3.To get round the above problem, and as suggested by apple themselves I tried swapping the above with:
<meta name="viewport" content="width=device-width" />
With this, I get a sensible scale for both iPhone and iPad, but the problem is I can't get pixel perfection on my layouts, the white space at the left and right edges of the screen are not equal (because I am dealing with a grid of fixed width images, that do not fit a whole number of times into the space available)

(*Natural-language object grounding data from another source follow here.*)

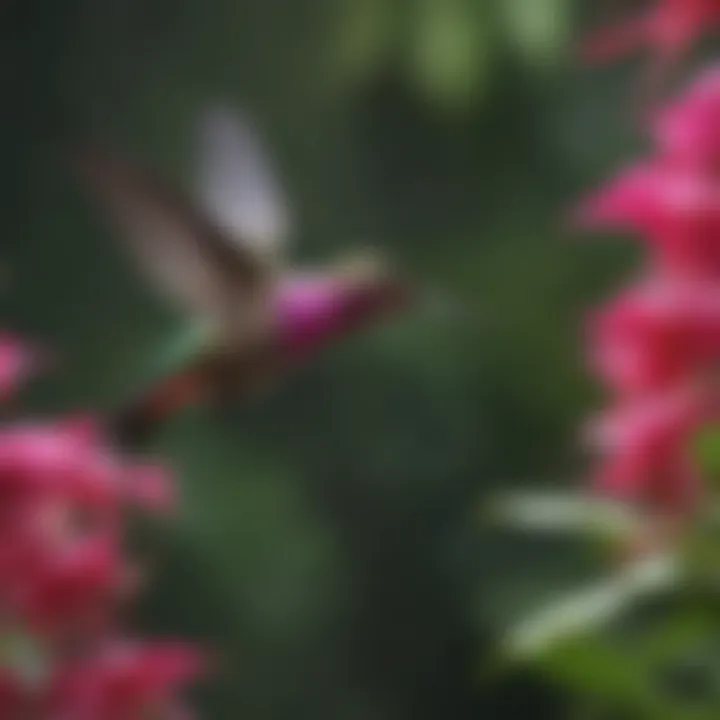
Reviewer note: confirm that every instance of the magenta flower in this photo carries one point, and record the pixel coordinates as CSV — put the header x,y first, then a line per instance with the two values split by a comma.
x,y
652,337
675,211
668,29
126,681
657,344
687,130
644,451
65,576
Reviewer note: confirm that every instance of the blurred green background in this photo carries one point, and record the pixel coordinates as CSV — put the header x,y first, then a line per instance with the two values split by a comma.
x,y
330,548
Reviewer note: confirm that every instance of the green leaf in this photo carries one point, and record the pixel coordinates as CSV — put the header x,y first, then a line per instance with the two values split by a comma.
x,y
537,28
706,445
450,58
590,609
572,512
365,38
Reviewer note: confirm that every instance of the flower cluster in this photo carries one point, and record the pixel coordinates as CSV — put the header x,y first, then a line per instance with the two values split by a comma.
x,y
64,578
668,28
657,345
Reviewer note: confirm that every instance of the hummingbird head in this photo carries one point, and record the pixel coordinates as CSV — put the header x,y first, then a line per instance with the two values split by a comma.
x,y
313,310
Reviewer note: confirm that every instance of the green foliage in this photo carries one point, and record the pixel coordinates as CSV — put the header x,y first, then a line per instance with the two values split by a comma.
x,y
448,49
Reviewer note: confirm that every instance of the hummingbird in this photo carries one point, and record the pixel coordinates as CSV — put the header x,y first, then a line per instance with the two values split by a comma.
x,y
219,253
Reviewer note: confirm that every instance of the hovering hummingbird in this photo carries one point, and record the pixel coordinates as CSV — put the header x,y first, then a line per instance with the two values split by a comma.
x,y
221,258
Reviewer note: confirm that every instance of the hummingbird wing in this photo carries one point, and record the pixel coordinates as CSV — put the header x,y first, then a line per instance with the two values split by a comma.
x,y
238,186
181,251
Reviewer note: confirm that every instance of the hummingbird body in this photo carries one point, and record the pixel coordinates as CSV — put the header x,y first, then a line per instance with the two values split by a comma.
x,y
309,314
258,320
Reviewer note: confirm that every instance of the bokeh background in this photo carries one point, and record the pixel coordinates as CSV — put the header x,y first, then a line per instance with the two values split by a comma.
x,y
331,548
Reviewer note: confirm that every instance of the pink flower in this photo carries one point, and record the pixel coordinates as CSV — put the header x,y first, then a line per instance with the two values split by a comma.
x,y
687,130
669,29
17,363
13,696
676,212
645,451
312,311
656,335
126,681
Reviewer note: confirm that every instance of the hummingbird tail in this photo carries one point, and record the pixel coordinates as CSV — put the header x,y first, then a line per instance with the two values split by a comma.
x,y
137,422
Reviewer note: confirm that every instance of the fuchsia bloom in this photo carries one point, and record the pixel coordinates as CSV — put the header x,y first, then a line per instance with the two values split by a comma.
x,y
313,311
658,344
687,131
676,212
646,453
668,28
125,681
64,576
656,335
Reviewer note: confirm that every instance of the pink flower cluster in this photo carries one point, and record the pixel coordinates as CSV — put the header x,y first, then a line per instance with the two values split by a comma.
x,y
669,28
65,580
657,344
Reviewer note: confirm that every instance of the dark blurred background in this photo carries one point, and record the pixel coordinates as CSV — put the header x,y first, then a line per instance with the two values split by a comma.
x,y
330,548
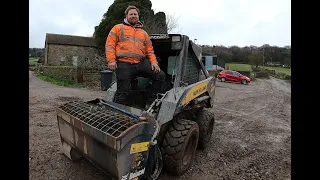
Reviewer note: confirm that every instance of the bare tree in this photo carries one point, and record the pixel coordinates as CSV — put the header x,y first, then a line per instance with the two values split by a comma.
x,y
172,24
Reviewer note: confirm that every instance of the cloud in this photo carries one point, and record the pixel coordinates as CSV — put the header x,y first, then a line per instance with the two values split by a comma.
x,y
212,22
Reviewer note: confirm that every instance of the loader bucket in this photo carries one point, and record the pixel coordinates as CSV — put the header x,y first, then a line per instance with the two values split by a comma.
x,y
113,141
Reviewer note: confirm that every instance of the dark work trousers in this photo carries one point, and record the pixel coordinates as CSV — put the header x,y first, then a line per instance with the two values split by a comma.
x,y
125,72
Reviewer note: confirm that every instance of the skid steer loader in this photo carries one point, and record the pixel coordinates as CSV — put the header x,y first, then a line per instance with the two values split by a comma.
x,y
131,142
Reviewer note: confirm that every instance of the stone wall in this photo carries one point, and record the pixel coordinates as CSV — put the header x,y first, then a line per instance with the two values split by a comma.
x,y
61,72
63,54
92,78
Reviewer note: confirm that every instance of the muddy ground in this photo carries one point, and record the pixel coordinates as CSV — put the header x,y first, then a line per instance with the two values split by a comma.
x,y
251,140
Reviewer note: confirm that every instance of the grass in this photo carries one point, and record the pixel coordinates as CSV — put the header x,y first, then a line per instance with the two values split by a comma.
x,y
247,67
33,61
280,69
59,82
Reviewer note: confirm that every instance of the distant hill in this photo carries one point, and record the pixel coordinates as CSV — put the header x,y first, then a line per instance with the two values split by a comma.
x,y
36,52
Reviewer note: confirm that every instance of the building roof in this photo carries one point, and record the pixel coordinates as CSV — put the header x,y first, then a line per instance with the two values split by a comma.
x,y
62,39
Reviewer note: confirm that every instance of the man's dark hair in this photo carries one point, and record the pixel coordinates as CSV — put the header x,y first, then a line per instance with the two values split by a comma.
x,y
131,7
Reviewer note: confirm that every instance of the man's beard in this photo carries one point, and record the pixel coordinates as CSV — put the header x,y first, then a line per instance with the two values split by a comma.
x,y
133,21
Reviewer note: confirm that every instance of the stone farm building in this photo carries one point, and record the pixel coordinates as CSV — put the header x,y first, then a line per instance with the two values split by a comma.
x,y
68,50
72,58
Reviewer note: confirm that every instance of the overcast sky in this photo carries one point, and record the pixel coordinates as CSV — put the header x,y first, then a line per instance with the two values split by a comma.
x,y
211,22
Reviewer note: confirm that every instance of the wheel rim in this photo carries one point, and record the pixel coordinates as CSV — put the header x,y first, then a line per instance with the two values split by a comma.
x,y
189,149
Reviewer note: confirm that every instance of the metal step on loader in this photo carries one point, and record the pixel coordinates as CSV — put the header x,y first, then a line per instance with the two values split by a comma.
x,y
131,142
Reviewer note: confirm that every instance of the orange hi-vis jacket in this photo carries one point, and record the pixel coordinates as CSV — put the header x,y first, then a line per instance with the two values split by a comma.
x,y
129,44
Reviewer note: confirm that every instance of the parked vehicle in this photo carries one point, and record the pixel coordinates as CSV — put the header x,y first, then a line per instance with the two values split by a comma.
x,y
233,76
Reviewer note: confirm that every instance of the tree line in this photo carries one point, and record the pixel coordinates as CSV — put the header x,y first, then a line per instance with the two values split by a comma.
x,y
160,22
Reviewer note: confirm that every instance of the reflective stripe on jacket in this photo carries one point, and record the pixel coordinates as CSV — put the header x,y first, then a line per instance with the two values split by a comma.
x,y
129,44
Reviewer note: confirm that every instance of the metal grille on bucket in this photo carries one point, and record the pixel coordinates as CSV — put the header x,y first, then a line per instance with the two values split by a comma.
x,y
108,121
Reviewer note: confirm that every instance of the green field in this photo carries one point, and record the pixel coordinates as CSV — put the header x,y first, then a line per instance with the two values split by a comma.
x,y
247,67
33,61
239,67
280,69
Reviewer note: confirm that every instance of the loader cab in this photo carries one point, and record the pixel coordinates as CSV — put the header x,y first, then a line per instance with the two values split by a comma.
x,y
178,57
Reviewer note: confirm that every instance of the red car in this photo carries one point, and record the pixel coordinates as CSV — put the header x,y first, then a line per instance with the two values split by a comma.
x,y
233,76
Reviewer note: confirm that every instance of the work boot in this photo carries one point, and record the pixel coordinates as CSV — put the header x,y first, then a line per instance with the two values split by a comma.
x,y
148,103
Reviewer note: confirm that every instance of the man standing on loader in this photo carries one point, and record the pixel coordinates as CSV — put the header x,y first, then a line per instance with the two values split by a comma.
x,y
127,48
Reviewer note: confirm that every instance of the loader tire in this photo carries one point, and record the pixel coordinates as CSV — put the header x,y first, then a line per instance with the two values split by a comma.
x,y
205,120
179,146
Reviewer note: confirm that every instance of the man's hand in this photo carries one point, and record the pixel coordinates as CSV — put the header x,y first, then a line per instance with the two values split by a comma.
x,y
112,66
155,68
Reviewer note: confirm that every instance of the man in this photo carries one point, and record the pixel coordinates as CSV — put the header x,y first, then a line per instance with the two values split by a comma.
x,y
129,52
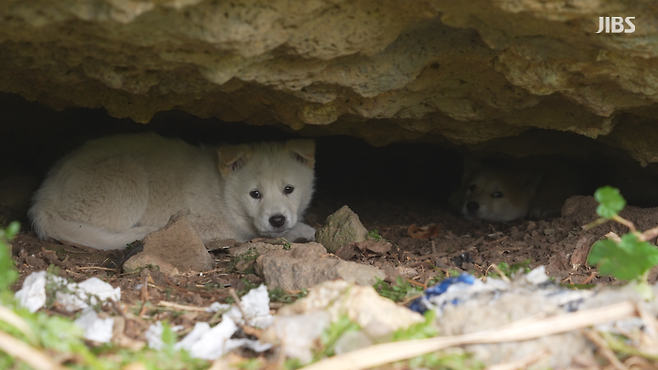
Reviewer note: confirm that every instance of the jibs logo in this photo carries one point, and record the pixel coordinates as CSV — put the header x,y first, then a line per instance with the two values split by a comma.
x,y
615,25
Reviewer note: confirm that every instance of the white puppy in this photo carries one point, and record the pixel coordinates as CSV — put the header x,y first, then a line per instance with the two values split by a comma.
x,y
115,190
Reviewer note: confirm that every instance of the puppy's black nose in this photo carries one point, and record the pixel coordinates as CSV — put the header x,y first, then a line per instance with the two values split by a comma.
x,y
278,220
471,206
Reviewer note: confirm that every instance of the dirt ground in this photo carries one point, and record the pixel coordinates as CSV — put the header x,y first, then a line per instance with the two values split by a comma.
x,y
463,245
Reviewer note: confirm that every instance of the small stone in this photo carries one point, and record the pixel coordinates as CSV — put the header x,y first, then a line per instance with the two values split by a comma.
x,y
176,248
300,268
341,228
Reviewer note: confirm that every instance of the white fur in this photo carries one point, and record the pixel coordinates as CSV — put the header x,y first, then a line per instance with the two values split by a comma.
x,y
115,190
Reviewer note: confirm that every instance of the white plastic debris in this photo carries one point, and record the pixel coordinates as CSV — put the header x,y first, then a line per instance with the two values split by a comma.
x,y
33,293
300,332
216,307
256,306
537,276
211,343
87,292
95,328
153,335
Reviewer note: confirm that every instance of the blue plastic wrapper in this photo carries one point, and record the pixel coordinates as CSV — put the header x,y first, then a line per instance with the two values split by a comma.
x,y
422,304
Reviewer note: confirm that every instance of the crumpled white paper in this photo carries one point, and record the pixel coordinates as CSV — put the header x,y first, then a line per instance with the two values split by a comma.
x,y
95,328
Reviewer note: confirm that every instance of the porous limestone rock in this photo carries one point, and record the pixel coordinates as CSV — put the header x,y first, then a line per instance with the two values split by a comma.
x,y
471,72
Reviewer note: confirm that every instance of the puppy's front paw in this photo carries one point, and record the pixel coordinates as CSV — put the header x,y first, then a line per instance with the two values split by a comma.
x,y
301,231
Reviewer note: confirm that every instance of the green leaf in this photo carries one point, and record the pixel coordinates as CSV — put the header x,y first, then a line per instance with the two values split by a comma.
x,y
628,260
611,202
8,273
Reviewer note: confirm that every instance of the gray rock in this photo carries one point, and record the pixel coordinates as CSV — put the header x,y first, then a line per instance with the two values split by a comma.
x,y
341,228
176,248
302,268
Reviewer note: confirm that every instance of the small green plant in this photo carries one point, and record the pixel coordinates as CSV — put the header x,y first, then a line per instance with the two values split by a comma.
x,y
374,235
8,273
399,291
421,330
334,332
280,295
509,270
629,257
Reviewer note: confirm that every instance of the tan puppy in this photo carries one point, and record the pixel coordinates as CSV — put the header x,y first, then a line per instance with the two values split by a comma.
x,y
502,194
115,190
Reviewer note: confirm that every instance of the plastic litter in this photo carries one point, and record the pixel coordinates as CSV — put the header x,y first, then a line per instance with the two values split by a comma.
x,y
95,328
464,288
80,295
211,343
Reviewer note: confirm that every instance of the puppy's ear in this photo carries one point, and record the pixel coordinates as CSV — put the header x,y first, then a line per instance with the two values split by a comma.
x,y
232,158
528,181
303,150
471,167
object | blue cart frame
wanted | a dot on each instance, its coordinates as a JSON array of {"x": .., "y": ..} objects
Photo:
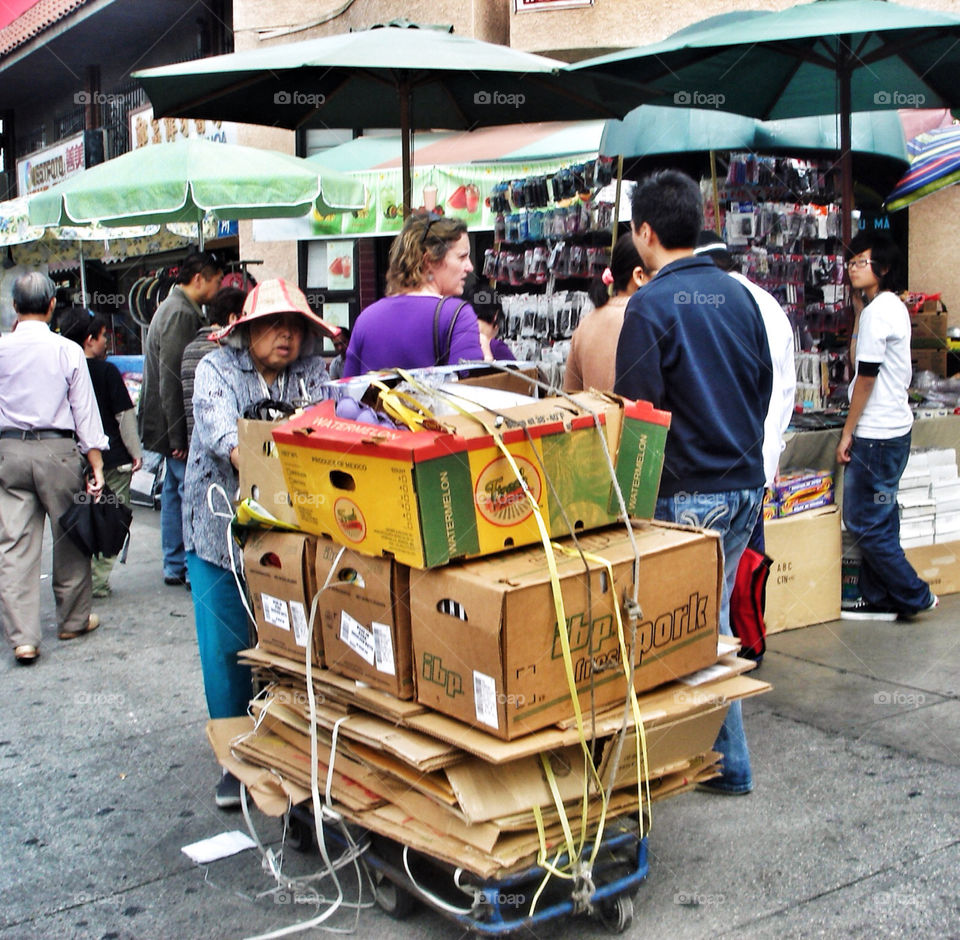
[{"x": 620, "y": 866}]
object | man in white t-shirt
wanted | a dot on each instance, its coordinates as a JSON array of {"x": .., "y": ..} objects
[
  {"x": 875, "y": 442},
  {"x": 780, "y": 340}
]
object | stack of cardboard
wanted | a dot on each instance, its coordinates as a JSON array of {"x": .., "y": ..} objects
[
  {"x": 453, "y": 791},
  {"x": 446, "y": 692}
]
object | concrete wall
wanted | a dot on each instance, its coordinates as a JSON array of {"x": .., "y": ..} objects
[
  {"x": 935, "y": 248},
  {"x": 578, "y": 32}
]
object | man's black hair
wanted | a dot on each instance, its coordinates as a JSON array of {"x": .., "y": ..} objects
[
  {"x": 670, "y": 203},
  {"x": 228, "y": 300},
  {"x": 884, "y": 255},
  {"x": 204, "y": 263}
]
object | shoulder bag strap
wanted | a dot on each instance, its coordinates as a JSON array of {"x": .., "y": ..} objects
[
  {"x": 437, "y": 360},
  {"x": 449, "y": 339}
]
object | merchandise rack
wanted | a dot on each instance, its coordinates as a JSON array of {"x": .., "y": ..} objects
[{"x": 401, "y": 878}]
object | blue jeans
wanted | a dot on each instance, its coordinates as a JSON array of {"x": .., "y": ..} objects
[
  {"x": 733, "y": 514},
  {"x": 870, "y": 483},
  {"x": 222, "y": 631},
  {"x": 171, "y": 519}
]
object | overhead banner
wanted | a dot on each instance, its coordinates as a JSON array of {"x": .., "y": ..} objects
[
  {"x": 459, "y": 191},
  {"x": 145, "y": 129},
  {"x": 46, "y": 168}
]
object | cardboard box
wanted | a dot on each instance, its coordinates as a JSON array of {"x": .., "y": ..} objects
[
  {"x": 364, "y": 616},
  {"x": 261, "y": 474},
  {"x": 804, "y": 582},
  {"x": 928, "y": 331},
  {"x": 429, "y": 497},
  {"x": 933, "y": 360},
  {"x": 938, "y": 565},
  {"x": 486, "y": 645},
  {"x": 279, "y": 568}
]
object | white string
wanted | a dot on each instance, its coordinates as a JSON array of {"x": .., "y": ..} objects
[{"x": 333, "y": 755}]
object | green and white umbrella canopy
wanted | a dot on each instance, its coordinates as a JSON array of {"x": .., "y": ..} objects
[{"x": 188, "y": 179}]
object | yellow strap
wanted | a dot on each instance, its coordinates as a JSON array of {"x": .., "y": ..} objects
[
  {"x": 405, "y": 408},
  {"x": 643, "y": 777},
  {"x": 250, "y": 513}
]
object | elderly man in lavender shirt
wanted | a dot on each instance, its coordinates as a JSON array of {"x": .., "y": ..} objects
[
  {"x": 48, "y": 418},
  {"x": 414, "y": 326}
]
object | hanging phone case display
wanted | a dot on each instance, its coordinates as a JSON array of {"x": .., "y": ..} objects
[
  {"x": 548, "y": 229},
  {"x": 781, "y": 219}
]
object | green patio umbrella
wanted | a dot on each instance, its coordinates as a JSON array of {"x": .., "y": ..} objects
[
  {"x": 825, "y": 57},
  {"x": 185, "y": 180},
  {"x": 651, "y": 130},
  {"x": 383, "y": 77}
]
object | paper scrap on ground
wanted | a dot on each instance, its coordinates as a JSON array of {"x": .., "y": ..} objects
[
  {"x": 706, "y": 675},
  {"x": 219, "y": 846}
]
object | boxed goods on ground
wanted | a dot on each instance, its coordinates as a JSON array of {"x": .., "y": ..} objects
[
  {"x": 487, "y": 649},
  {"x": 279, "y": 569},
  {"x": 804, "y": 583},
  {"x": 932, "y": 360},
  {"x": 938, "y": 565},
  {"x": 431, "y": 496},
  {"x": 799, "y": 490},
  {"x": 261, "y": 474},
  {"x": 928, "y": 331},
  {"x": 364, "y": 618}
]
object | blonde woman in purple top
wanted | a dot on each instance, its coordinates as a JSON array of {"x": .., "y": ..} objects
[{"x": 429, "y": 260}]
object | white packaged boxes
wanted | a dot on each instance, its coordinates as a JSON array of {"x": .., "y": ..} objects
[{"x": 929, "y": 498}]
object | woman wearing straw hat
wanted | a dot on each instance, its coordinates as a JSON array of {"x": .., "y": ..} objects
[
  {"x": 420, "y": 322},
  {"x": 267, "y": 354}
]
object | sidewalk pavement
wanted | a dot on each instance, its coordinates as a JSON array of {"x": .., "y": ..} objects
[{"x": 853, "y": 829}]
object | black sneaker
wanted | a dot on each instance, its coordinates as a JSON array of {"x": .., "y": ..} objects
[
  {"x": 863, "y": 610},
  {"x": 228, "y": 791}
]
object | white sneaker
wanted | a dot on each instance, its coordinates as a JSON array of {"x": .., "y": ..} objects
[{"x": 862, "y": 610}]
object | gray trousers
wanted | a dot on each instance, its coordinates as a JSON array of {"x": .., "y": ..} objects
[{"x": 39, "y": 479}]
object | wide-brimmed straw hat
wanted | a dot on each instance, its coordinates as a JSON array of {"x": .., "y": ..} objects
[{"x": 277, "y": 296}]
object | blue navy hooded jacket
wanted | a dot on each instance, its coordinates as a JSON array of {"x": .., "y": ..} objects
[{"x": 693, "y": 343}]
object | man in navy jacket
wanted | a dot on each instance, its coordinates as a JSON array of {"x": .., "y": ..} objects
[{"x": 693, "y": 343}]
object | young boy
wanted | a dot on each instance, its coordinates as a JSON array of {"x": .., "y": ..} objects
[{"x": 117, "y": 414}]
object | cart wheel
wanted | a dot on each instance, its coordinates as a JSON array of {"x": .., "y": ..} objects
[
  {"x": 616, "y": 914},
  {"x": 299, "y": 835},
  {"x": 390, "y": 897}
]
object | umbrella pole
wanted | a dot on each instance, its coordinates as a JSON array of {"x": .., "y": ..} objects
[
  {"x": 616, "y": 210},
  {"x": 404, "y": 93},
  {"x": 83, "y": 280},
  {"x": 846, "y": 154},
  {"x": 716, "y": 196}
]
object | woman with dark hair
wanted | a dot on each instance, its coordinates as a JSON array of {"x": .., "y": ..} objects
[
  {"x": 489, "y": 313},
  {"x": 875, "y": 442},
  {"x": 269, "y": 353},
  {"x": 420, "y": 322},
  {"x": 593, "y": 347}
]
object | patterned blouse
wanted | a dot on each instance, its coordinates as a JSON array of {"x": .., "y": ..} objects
[{"x": 226, "y": 384}]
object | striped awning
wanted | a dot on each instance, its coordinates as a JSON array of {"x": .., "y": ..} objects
[{"x": 934, "y": 164}]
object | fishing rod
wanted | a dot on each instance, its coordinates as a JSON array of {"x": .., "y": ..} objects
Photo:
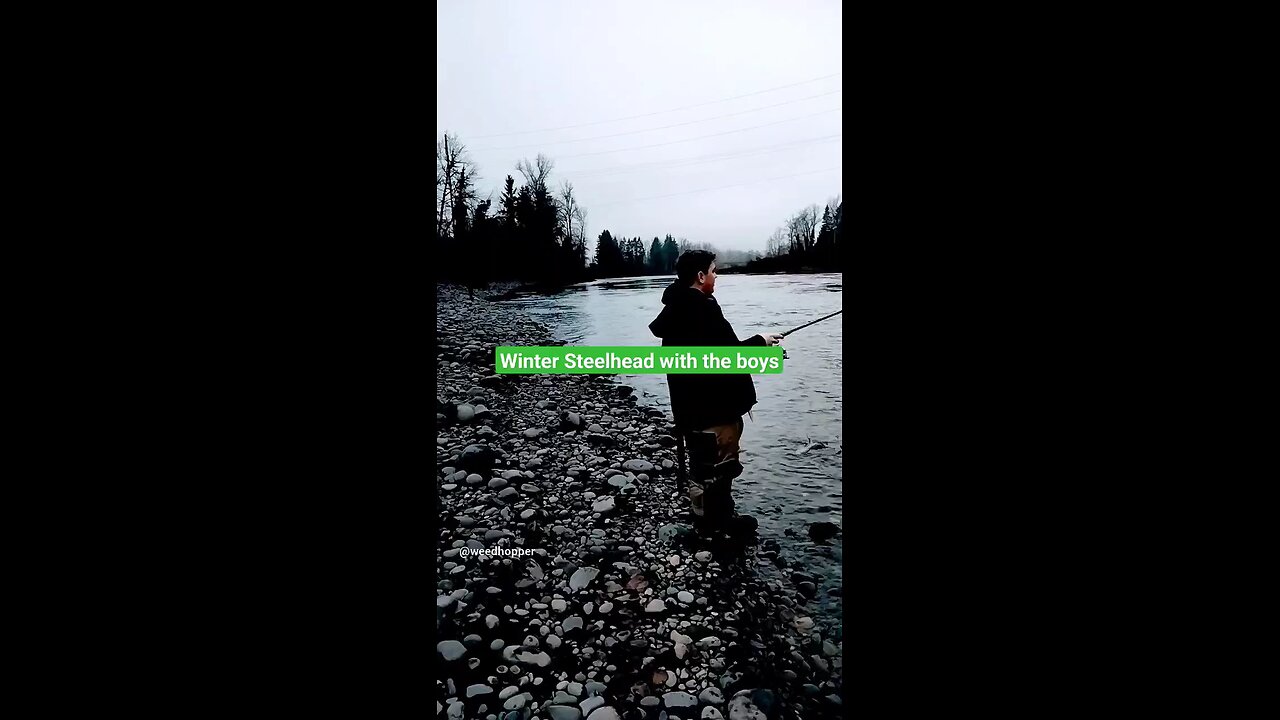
[{"x": 813, "y": 323}]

Can anyone suggest the best approach please, I did consider using javascript to adjust the layout, but would prefer not to take this route.
Thanks
A good attempt. I use this, see my link for an example, however this is only for iPhone mainly as the iPad is different. I would suggest seeing the FIXED layouts on:
http://www.gorgeouscouture.com/mobile/
http://m.oasis-stores.com/
http://m.asos.com/mt/www.asos.com
<!DOCTYPE html PUBLIC "-//WAPFORUM//DTD XHTML Mobile 1.2//EN" "http://www.openmobilealliance.org/tech/DTD/xhtml-mobile12.dtd">
<html xmlns="http://www.w3.org/1999/xhtml">
<head>
<meta name="viewport" content="width=device-width, initial-scale=1.0, user-scalable=0, minimum-scale=1.0, maximum-scale=1.0">
<meta name="apple-mobile-web-app-capable" content="yes">
<meta name="apple-mobile-web-app-status-bar-style" content="black">
<link rel="stylesheet" href="css/mobile.css" type="text/css" media="all, handheld" />
Notice I do not use the HTML5 heading. This is simply for other use of mobile devices. MyCSS:
body{width:320px;margin: 0px auto;min-height:356px;font-family:Georgia, Georgia, Arial, serif;background-repeat:repeat;background-position:50% 50%;text-align:center;background-color:#f4f8f9}
#b{position:relative;margin-left:0px;margin-right:0px;width:auto;height:auto;background:#fff;-moz-box-shadow:0 0 3px 3px #eaeaea;-webkit-box-shadow:0 0 3px 3px #eaeaea;box-shadow:0 0 3px 3px #eaeaea}
#content{position:absolute;width:auto;height:auto;top:25%;background:#fff}
Notice the fixed width assignment though.